What all this means is that Meek Mill potentially has a much bigger audience waiting for him now that he's out than he did when he went in. In a million years, no one would have planned getting a 2- to 4-year sentence as a career strategy, but it's potentially worked wonders for the rapper's relevance.

Last year, Mill released Wins & Losses, his third official full-length album (he's also released many mixtapes); its gritty raps and trademark seriousness saved his career. After losing out in his aforementioned battle of insults with Drake and breaking up with his rap star girlfriend, Nicki Minaj, Mill was in danger of being seen as a defeated sad sack.

But not long after he got that W, Mill was dealt the much more severe L when he was sentenced to prison.

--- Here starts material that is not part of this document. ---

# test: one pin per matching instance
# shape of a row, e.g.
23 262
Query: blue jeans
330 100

While his supporters were rallying behind him, Mill, who records for Atlantic Records, tended to his career as best they could. In February, a vocal recorded before he went in prison was featured on a remix Detroit emcee Tee Grizzley's song "First Day Out." And earlier this month, a Spike Jordan-directed video for Wins & Losses' "1942 Flows" came out showing Mill in a reflective mood interspersed with clips from "Free Meek Mill" rallies.

And now, he has been freed, on bail at least, and presumably a new trial awaiting him. Other than the potentially enormous new audience, he's also presented with an enormous new opportunity. What Mill's advocates, including Jay-Z in a piece he wrote for the New York Times' op-ed page, stressed throughout Mill's incarceration, was that the rapper's cause was being championed not just because he was a talented celebrity, but because his case was illustrative of a deeply flawed justice system.

Mill alluded to that himself in one of his initial tweets upon the announce of his release, when he thanked the Philadelphia District Attorney's Office and wrote: "I'm grateful for your commitment to justice. I understand that many people of color across the country don't have that luxury and I plan to use my platform to shine a light on those issues."

Mill is a much more significant cultural figure now than he was 5½ months ago. And now that he's out, he'll need something to do with himself and a platform to do it on. Last year, one of the highlights of the annual Made in America festival on the Benjamin Franklin Parkway was when Mill came out as a surprise guest at the close of festival head Jay-Z's closing set.

The lineup for this year's Made in America has not yet been announced. But surely there couldn't be a more ideally suited headliner than the hometown hero rapper with a story to tell and message to convey to his people gathered on the streets where he grew up.